Rachel took leave, started working at Tamsin’s Table, a renowned foodie mecca and admired the way that the food served to the 10 guests lucky enough to get a spot at the table was produced from the farm – and also a catalyst for celebration and relationships to form.
By the time she fell pregnant with her first daughter, Wilma, the couple’s two-bedroom flat in Elwood started to feel like a constraint. Rachel had come to Kilcunda to explore rockpools in her childhood and suddenly realised she wanted the same for her own children.

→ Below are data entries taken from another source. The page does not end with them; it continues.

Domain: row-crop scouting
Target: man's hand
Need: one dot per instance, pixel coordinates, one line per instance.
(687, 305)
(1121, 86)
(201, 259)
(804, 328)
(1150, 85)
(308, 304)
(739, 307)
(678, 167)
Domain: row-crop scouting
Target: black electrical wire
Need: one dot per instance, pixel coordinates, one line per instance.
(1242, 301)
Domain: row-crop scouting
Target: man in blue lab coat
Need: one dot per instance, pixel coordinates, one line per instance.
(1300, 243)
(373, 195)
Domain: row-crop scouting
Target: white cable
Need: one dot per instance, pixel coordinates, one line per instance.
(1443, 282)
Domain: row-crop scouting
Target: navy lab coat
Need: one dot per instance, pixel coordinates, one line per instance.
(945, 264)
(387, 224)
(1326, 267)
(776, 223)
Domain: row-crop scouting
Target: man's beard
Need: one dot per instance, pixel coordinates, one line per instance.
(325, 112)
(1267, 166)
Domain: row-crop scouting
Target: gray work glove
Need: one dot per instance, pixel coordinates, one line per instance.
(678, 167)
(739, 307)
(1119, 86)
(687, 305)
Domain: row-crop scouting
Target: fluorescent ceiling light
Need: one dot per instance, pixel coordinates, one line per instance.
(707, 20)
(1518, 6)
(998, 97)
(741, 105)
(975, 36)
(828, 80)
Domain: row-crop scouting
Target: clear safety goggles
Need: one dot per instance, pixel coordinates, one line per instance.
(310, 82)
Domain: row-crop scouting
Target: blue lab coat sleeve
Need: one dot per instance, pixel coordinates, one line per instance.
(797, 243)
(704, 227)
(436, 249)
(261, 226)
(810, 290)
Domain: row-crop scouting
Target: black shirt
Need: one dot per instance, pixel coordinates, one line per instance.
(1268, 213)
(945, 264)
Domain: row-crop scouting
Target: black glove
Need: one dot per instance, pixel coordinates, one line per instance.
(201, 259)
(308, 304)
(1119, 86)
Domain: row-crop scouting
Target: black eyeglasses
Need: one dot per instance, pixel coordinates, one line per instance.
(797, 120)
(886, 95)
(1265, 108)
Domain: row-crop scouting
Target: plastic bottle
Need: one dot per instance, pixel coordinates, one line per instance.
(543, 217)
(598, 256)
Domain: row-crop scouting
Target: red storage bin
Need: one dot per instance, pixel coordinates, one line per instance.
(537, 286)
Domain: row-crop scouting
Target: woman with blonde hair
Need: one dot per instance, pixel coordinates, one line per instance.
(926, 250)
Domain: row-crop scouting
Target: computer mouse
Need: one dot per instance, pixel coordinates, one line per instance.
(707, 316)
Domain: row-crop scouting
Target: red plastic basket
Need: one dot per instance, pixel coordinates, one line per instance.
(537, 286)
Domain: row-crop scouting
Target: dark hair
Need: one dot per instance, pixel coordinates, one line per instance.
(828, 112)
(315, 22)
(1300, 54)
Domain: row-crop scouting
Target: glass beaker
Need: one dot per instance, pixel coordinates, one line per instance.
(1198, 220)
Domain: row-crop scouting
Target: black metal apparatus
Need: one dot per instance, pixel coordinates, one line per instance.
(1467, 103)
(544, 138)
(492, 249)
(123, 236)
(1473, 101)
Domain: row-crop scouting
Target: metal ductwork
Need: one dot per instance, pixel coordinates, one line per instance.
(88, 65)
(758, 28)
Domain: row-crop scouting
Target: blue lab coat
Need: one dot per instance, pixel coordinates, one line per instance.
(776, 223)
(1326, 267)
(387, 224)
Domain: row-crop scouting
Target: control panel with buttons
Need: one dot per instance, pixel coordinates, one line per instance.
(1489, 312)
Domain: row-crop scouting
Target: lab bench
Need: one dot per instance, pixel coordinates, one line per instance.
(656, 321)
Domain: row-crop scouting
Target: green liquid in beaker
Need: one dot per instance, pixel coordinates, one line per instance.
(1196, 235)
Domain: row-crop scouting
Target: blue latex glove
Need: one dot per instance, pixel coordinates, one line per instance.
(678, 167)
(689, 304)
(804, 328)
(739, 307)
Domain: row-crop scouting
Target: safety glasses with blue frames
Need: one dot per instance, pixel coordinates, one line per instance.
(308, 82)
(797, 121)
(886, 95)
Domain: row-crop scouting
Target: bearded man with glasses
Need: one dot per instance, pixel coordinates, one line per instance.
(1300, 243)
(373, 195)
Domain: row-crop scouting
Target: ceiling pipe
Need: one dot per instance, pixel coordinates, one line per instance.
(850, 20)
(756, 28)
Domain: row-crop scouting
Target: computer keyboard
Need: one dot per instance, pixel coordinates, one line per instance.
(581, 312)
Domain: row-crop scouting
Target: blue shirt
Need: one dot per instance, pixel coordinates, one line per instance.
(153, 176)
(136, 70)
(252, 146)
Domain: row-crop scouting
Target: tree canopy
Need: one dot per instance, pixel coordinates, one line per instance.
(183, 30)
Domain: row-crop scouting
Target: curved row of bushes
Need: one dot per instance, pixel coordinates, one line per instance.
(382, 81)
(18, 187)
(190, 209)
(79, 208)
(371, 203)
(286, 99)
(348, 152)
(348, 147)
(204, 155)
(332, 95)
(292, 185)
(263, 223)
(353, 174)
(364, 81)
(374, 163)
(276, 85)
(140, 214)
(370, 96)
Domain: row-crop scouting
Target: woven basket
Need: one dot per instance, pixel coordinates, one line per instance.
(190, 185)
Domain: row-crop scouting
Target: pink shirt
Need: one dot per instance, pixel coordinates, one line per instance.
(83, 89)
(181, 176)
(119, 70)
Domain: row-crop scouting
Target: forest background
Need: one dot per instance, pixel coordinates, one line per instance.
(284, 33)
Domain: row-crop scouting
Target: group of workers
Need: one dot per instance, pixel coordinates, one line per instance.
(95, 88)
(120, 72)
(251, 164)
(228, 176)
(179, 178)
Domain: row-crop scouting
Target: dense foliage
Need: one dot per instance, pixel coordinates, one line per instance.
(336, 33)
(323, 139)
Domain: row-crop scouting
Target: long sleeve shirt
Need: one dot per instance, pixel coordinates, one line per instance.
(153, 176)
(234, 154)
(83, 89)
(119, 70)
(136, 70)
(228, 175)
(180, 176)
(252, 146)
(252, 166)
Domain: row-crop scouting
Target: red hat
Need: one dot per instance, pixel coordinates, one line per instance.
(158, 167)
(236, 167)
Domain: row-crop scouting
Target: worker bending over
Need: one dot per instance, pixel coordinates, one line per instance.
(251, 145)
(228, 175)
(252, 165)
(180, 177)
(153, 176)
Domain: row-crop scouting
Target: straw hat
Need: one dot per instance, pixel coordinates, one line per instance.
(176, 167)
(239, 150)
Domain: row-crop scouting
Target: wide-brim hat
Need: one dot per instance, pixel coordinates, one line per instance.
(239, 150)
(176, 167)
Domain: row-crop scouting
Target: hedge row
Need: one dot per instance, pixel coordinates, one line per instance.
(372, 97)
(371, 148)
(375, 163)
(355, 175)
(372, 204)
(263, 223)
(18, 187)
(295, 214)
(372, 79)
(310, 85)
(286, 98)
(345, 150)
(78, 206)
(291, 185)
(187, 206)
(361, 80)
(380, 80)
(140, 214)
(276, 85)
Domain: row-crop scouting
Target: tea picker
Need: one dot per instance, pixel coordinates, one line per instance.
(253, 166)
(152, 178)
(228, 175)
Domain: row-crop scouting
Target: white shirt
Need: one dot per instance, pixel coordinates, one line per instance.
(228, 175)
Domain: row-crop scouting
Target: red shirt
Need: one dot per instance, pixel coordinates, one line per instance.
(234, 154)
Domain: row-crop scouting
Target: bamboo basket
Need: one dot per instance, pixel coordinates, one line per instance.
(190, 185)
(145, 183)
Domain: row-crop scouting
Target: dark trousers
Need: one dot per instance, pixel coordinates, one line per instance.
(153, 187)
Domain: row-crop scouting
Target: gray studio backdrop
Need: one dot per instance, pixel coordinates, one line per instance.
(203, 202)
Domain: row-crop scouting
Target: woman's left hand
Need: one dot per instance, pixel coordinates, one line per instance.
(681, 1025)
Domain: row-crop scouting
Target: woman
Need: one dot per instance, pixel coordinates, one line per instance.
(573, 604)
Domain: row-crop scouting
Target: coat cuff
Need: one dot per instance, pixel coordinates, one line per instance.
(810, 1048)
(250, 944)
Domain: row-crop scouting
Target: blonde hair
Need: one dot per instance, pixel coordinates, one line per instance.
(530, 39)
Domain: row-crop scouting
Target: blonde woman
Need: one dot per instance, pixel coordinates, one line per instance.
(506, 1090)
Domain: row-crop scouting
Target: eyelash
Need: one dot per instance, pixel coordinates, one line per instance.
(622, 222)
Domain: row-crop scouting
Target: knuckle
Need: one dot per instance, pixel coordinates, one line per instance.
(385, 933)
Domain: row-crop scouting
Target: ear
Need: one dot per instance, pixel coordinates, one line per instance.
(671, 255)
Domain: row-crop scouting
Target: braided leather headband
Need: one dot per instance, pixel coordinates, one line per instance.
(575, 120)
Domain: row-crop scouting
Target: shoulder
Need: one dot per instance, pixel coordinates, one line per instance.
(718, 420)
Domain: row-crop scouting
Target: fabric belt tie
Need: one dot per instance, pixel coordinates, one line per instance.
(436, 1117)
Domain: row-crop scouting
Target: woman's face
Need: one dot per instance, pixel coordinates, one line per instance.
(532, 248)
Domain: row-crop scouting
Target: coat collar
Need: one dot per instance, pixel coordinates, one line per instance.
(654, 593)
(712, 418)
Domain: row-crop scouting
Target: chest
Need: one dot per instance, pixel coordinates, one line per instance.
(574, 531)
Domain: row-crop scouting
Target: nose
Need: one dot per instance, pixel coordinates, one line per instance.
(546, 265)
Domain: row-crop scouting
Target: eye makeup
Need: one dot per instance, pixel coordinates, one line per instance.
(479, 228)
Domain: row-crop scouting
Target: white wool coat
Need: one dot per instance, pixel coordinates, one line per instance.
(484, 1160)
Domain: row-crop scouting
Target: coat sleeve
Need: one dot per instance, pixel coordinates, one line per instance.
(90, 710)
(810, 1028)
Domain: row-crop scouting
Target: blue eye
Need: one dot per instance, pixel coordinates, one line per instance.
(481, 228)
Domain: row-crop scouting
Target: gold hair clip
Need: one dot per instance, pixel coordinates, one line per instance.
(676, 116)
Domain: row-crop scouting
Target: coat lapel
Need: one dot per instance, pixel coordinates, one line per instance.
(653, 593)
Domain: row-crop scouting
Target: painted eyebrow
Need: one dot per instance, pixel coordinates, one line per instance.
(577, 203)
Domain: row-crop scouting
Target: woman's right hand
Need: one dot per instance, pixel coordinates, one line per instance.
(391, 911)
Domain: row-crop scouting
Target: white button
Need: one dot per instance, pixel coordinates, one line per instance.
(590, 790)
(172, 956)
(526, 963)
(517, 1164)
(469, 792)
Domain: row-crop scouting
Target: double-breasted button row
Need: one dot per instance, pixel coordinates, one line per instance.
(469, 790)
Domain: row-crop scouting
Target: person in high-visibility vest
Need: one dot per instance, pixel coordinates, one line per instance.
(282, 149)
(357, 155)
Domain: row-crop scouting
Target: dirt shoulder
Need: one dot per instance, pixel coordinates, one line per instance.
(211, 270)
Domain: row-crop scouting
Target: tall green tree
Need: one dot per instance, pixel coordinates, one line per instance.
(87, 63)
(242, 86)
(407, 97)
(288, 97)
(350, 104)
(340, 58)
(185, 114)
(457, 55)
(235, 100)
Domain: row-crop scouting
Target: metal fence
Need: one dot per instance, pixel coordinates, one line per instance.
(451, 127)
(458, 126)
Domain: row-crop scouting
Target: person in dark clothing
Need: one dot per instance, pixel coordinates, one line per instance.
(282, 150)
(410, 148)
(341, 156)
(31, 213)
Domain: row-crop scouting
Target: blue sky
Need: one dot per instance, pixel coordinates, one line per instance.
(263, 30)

Karl, a keen surfer, was not hard to convince.
Rachel teamed up with a friend, Mindy Grumley, to establish the first Udder & Hoe store and it grew out of their combined food passions for Gippsland.
The couple’s children have learned to walk on the deck in front of the shop and can explore rockpools across the road most days.
“The city is great for a lot of people, but for me, the community around Kilcunda provided what the city couldn’t,” Rachel says.
“It got to the point in Melbourne that every time I looked around people were looking down at phones, they didn’t want to look strangers in the eye and everyone was on their own little journey.
“When we moved here, the thing I noticed most was that people had time for a chat and they also wanted to chat.
“Opening up a business rurally is one of the most wonderful ways to make the transition to the country because you are opening up yourself to people through your business.
“If I hadn’t moved out here to create a business like Udder & Hoe I would have eventually met a lot of wonderful people, but the business fast-tracked that a lot.”
For a person once almost welded to a suitcase, the joys of travel have been displaced by a daily pleasure in living the life she had longed for.
“I’m not even plotting my next overseas adventure. I don’t know why that is, but I definitely don’t feel the need to go,” Rachel says.
“Enjoying slow food also means embracing slow living. If you slow down to enjoy your food it will affect the rest of your life in a positive way.
“There are challenges – it is tough to find and keep staff who are focused and share your drive and passion, but it’s worth it.
“I hope more people discover local food down here and that there are more small businesses, more families moving for the same reasons we did.”